Hyperemesis Gravidarum (HG) Flashcards
What type of condition is it?
What is the main risk factor? When does this occur?
What are a few other risk factors for it?
➊ b-hCG related, which is why conditions that increase b-hCG will worsen the HG
➋ Increased placental mass - molar pregnancy, multiple pregnancies
• Due to both increasing b-hCG – Multiple pregnancies is physiological therefore HG isn’t unexpected, but molar pregnancy is pathological and needs to be excluded
➌ • First pregnancy
• Overweight/obese
• Hx or FHx of HG
What is needed for a diagnosis?
What are the diagnostic criteria?
What scoring system is used to assess the severity?
➊ Needs to occur in the 1st trimester (< 12 wks), and other causes need to be excluded first
➋ • Prolonged, persistent, severe N+V unrelated to other causes
‣ If it occurs after 11/12 wks and is less prolonged, other causes like gastroenteritis should be considered
• Weight loss (>5% than pre-pregnancy weight)

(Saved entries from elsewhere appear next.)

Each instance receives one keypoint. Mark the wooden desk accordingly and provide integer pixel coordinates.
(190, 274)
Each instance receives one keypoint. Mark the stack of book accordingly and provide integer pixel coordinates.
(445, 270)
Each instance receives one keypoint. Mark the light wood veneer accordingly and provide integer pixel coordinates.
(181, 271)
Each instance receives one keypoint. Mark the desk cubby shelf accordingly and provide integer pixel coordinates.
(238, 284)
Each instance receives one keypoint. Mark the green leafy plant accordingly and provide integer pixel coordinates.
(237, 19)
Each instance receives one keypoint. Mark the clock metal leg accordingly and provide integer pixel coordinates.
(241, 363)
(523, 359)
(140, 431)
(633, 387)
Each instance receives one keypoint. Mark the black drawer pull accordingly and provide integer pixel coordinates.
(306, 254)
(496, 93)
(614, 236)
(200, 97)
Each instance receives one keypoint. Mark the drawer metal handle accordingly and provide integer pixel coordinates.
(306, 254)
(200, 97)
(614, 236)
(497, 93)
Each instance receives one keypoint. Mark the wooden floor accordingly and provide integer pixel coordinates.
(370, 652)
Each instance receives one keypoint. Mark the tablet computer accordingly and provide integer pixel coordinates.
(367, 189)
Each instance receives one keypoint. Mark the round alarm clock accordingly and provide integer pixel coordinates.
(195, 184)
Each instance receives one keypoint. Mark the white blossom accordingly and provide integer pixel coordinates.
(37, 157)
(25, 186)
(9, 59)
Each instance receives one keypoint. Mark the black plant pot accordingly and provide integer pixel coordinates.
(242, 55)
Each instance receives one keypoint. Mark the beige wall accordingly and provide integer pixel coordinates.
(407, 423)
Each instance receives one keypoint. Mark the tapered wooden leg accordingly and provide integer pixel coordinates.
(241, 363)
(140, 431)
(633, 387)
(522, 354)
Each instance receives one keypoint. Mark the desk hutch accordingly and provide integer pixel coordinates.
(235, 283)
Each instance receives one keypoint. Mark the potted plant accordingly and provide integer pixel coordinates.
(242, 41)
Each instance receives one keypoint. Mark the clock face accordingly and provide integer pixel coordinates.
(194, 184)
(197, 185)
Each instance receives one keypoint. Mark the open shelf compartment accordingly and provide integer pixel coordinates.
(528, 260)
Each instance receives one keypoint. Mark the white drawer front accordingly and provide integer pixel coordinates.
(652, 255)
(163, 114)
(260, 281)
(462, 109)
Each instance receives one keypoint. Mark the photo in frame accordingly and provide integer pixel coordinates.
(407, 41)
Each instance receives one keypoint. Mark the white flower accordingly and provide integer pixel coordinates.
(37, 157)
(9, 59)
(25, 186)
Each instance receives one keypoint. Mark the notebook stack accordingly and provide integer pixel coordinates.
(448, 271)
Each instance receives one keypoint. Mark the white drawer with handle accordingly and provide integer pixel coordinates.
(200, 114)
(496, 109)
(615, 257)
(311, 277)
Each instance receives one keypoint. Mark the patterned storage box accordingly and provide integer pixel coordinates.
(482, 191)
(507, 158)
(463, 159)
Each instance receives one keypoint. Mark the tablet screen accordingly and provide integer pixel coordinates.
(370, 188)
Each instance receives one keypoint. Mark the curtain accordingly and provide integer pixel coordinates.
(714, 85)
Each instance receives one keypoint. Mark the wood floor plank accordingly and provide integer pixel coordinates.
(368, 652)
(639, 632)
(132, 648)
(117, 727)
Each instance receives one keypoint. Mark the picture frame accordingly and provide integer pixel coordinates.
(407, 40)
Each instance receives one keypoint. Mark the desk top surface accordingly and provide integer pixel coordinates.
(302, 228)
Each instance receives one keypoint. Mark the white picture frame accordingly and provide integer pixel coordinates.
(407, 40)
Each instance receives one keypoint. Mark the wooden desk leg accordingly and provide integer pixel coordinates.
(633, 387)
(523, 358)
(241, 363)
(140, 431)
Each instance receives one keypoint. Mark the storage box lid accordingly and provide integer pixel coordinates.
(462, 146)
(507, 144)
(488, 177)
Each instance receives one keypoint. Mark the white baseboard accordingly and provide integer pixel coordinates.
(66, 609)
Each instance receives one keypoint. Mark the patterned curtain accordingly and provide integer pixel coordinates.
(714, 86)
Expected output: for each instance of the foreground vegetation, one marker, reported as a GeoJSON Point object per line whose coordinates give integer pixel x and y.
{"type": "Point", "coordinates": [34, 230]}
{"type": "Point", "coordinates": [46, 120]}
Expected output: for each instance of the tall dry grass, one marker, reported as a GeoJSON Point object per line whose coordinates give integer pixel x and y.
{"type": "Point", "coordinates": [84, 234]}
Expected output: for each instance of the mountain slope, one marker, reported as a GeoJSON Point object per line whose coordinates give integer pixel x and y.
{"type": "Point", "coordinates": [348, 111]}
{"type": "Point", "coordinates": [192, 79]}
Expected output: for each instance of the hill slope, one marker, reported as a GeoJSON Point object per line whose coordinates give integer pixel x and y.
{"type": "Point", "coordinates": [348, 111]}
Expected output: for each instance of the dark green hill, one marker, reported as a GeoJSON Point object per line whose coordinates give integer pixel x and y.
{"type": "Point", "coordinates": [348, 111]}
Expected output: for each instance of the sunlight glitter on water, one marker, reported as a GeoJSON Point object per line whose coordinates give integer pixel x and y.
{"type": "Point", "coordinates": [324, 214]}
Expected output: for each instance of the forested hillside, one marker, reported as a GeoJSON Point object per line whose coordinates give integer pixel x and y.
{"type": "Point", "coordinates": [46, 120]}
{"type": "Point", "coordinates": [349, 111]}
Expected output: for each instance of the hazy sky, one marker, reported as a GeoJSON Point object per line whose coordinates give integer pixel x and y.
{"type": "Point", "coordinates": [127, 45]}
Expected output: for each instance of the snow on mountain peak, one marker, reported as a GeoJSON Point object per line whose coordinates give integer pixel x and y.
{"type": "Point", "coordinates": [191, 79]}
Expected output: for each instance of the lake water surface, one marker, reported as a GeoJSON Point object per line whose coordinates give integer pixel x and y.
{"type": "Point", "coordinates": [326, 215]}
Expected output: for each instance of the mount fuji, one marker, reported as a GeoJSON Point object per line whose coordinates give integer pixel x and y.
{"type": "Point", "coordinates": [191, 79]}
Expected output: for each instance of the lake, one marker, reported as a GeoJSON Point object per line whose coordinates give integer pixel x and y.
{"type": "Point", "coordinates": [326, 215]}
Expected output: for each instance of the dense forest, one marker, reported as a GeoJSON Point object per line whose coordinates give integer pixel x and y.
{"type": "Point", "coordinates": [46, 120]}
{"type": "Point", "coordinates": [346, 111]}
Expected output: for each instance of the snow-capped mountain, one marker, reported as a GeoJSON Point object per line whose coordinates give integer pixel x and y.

• Dehydration and electrolyte imbalance
➌ PUQE’s score
How is it managed?
What is a rare, but important complication here?
N.B. Nothing given orally
➊ * 1st line – Cyclizine, Metoclopramide, Prochlorperazine
* IVF w/Potassium
* Thiamine to prevent Wernicke’s
N.B. An important side-effect to remember for Metoclopramide is acute dystonia (extra-pyramidal side-effect). Due to its antagonism at the D2 receptor, it can also cause block the extra-pyramidal circuits, leading to the side-effects of acute dystonia and tardive dyskinesia. This is same mechanism in which antipsychotics cause their side-effects.